The less we say about what kind of year 2020 has been so far, the better. Let's leave it at: It's sucked. Thankfully, some of our favorite artists have found it within themselves to write, record and release new music — something, anything, to help propel us through days upon days that often feel hopeless. We at Revolver recently compiled our picks for the 20 Best Albums of 2020 So Far, which inspired us to ask you the fans to share your choices for the year's single finest LP to this point. Below are the top five results, ranked in order of ballots cast — and no, Tool did not make the cut, no matter how much you voted for them.

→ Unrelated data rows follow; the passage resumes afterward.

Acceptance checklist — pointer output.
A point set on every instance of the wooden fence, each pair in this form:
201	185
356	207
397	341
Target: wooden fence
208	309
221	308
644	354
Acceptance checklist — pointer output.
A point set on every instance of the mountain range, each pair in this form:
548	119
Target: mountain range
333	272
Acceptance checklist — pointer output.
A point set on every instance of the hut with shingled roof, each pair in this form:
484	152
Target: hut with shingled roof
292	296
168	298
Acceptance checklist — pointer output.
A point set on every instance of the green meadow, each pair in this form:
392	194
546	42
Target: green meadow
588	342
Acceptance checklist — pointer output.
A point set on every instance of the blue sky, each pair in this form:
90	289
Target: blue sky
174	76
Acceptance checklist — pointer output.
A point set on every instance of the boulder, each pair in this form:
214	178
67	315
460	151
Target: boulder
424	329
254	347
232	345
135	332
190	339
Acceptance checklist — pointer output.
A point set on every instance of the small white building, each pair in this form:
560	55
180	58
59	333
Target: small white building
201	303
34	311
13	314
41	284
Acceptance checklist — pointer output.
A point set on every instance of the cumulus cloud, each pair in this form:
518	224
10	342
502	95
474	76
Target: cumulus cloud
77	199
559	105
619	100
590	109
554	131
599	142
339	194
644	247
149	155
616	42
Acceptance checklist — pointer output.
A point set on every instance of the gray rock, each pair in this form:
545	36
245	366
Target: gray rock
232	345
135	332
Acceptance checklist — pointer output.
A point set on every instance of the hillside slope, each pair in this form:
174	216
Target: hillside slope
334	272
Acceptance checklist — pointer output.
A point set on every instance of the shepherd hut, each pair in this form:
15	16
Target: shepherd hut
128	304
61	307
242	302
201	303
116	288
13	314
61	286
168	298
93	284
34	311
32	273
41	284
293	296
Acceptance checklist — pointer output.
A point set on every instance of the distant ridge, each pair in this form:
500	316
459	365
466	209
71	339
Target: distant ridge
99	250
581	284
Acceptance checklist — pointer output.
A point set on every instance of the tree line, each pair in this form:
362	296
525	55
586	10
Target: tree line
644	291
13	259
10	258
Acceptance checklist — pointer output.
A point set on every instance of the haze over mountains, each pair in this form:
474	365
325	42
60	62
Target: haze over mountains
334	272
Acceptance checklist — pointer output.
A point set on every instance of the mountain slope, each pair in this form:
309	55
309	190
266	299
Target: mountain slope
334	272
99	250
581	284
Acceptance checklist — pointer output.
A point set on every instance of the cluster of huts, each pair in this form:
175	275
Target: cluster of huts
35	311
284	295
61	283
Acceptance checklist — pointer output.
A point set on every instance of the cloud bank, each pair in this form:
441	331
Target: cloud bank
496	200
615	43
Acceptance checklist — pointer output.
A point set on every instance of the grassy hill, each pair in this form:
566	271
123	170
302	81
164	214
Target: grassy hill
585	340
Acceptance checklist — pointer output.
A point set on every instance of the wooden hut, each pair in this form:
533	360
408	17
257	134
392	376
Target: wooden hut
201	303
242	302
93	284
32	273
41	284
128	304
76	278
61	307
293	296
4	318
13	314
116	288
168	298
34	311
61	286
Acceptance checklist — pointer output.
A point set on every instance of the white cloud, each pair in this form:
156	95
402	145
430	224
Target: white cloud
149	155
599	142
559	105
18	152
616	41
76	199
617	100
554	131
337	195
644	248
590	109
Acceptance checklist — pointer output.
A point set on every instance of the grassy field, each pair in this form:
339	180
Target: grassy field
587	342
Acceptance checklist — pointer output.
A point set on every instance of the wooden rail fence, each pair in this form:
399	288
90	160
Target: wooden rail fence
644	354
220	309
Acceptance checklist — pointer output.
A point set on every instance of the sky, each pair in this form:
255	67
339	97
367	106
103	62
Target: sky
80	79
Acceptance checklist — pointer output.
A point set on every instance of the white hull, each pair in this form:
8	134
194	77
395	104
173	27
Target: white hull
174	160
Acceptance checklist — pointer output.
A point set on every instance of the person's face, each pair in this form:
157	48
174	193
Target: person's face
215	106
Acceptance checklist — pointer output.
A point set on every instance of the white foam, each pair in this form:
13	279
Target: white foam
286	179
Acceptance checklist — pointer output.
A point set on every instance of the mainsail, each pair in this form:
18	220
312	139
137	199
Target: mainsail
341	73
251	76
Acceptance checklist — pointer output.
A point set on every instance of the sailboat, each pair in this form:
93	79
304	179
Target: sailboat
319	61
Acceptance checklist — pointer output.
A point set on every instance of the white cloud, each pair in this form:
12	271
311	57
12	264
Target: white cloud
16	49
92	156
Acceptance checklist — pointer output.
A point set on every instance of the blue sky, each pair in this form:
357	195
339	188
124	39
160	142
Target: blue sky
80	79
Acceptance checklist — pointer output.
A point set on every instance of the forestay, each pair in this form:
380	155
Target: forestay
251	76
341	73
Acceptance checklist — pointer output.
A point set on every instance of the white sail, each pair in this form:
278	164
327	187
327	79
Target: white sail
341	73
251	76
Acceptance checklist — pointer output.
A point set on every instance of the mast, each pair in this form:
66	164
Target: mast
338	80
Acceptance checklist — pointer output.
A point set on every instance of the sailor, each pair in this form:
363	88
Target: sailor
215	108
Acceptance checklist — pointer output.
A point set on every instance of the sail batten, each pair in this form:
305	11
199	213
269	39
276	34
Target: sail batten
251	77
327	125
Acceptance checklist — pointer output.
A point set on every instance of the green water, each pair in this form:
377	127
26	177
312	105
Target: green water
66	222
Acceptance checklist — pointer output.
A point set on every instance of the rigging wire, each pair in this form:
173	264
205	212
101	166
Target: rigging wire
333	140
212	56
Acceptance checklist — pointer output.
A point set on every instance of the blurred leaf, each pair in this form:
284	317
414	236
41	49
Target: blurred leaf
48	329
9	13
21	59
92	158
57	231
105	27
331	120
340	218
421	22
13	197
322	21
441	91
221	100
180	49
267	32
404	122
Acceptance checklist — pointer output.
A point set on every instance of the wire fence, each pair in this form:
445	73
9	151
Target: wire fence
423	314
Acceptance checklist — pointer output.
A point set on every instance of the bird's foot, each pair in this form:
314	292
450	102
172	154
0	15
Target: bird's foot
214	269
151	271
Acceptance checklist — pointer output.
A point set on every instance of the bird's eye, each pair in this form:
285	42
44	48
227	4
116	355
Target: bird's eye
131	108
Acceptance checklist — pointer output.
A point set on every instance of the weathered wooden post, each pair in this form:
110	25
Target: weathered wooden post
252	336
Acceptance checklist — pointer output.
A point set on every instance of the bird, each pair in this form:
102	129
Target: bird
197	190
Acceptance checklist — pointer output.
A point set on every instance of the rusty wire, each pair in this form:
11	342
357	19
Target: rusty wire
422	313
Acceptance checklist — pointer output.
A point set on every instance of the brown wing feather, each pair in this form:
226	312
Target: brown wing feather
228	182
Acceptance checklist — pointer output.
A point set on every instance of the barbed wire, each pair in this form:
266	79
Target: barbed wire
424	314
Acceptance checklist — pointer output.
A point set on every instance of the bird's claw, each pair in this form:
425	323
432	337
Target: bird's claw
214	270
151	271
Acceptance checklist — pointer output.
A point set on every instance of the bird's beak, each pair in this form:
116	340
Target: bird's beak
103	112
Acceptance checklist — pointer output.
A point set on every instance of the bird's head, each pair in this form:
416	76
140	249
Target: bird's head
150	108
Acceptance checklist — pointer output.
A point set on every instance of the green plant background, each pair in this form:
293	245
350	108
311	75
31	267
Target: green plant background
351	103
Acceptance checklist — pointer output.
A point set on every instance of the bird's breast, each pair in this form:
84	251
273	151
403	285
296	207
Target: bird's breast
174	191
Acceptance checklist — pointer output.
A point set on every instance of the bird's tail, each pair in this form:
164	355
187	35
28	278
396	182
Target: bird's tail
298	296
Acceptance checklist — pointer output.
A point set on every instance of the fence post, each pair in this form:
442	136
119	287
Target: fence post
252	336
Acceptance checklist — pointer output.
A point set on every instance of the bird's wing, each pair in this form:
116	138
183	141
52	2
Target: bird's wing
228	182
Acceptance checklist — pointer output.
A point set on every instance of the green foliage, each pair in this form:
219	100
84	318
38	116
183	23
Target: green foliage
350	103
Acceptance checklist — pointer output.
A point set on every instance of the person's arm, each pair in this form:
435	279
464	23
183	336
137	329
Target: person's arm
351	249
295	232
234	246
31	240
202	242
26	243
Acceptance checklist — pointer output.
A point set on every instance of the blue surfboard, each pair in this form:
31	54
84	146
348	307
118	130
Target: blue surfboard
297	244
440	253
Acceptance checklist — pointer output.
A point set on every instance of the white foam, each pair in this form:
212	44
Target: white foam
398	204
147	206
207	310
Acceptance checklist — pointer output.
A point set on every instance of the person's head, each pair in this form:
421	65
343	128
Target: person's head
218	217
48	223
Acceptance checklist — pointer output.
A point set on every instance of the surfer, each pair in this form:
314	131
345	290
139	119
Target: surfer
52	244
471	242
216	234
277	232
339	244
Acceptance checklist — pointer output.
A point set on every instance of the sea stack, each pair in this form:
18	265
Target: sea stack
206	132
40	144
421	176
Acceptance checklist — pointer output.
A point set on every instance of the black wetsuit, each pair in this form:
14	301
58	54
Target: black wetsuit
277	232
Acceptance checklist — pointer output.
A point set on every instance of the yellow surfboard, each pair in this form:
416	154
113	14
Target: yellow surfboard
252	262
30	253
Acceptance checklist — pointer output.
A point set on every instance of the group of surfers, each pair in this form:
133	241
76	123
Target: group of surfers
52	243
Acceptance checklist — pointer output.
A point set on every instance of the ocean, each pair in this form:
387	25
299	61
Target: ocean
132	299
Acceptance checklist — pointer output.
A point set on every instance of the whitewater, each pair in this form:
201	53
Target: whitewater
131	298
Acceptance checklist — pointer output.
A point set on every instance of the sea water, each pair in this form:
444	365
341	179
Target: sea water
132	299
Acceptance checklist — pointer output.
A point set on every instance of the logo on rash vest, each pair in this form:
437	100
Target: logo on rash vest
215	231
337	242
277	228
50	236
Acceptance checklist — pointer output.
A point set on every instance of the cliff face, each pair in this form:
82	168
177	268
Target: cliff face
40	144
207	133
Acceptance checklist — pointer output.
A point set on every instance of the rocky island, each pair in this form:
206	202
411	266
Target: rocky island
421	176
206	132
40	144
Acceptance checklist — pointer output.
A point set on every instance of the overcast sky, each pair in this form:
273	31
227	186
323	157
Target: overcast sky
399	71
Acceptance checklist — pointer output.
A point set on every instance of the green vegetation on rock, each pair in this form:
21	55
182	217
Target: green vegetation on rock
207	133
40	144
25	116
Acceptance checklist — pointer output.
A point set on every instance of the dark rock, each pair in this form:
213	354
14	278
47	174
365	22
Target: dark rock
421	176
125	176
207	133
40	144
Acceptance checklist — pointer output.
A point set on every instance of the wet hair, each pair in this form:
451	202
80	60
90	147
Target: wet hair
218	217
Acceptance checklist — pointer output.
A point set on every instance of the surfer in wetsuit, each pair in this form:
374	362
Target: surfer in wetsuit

Splinters From an Ever-Changing Face was the album we didn't know we needed in 2020. Its far-beyond-heavy onslaught crushes from top to bottom, providing an all-too-fitting soundtrack to our unhinged times. Featuring current and former members of Dillinger Escape Plan, Counterparts, Fit for an Autopsy, Misery Signals, Shai Hulud and Reign Supreme, END are the rare supergroup that lives up to the sum of its parts, an achievement you rewarded by voting the band's debut LP into the top five.
Testament have been thrashing it up for nearly 40 years now, but there's no sign of them slowing down. To the contrary, Titans of Creation captures the grizzled quintet throwing down and pushing their own boundaries as hard as ever, from no-holds-barred rippers like "The Children of the Next Level" and "Night of the Witch" — which showcase the ageless dual guitar shred of Alex Skolnick and Eric Peterson — to synth-laden cinematic closer "Catacombs." Into the pit!
Pittsburgh-based metal experimentalist Code Orange only know how to outdo themselves, even when it seems impossible. With the bar set high by Forever (Revolver's pick for the best album of 2017), Jami Morgan, Reba Meyers and cohorts offered up the almost absurdly ambitious Underneath. It's a bit hard to digest all at once due to its sheer magnitude, from the suffocating industrial atmospherics to the mosh-driving riffs to the infectious alt-rock hooks. Eventually, after multiple listens, the album's genius becomes undeniable.
Trivium have a dedicated yet at times divided fan base as the Floridian metal stalwarts have evolved from melodic metalcore to throwback thrash to a more hard-rock-inflected sound across their career, sometimes dumping frontman Matt Heafy's harsh vocals along the way. Packed with anthemic choruses, vicious screams and, of course, lots of instrumental shredding, their ninth LP, What the Dead Men Say, is an immediately gripping listen with plenty to unite fans of all their various forays and incarnations. No wonder you guys came out en masse to support it here.
When have Lamb of God ever let you down? While some may have wondered if LOG might falter or wander without founding drummer Chris Adler in the fold, one listen through the Virginian metal stalwarts' self-titled album and the answer is clear. Fuck no. Boasting all the neck-snapping technical riffage and burly roars we've come to love, Lamb of God is at once familiar and exhilarating. It's also your hands-down pick for the No. 1 album of the year so far.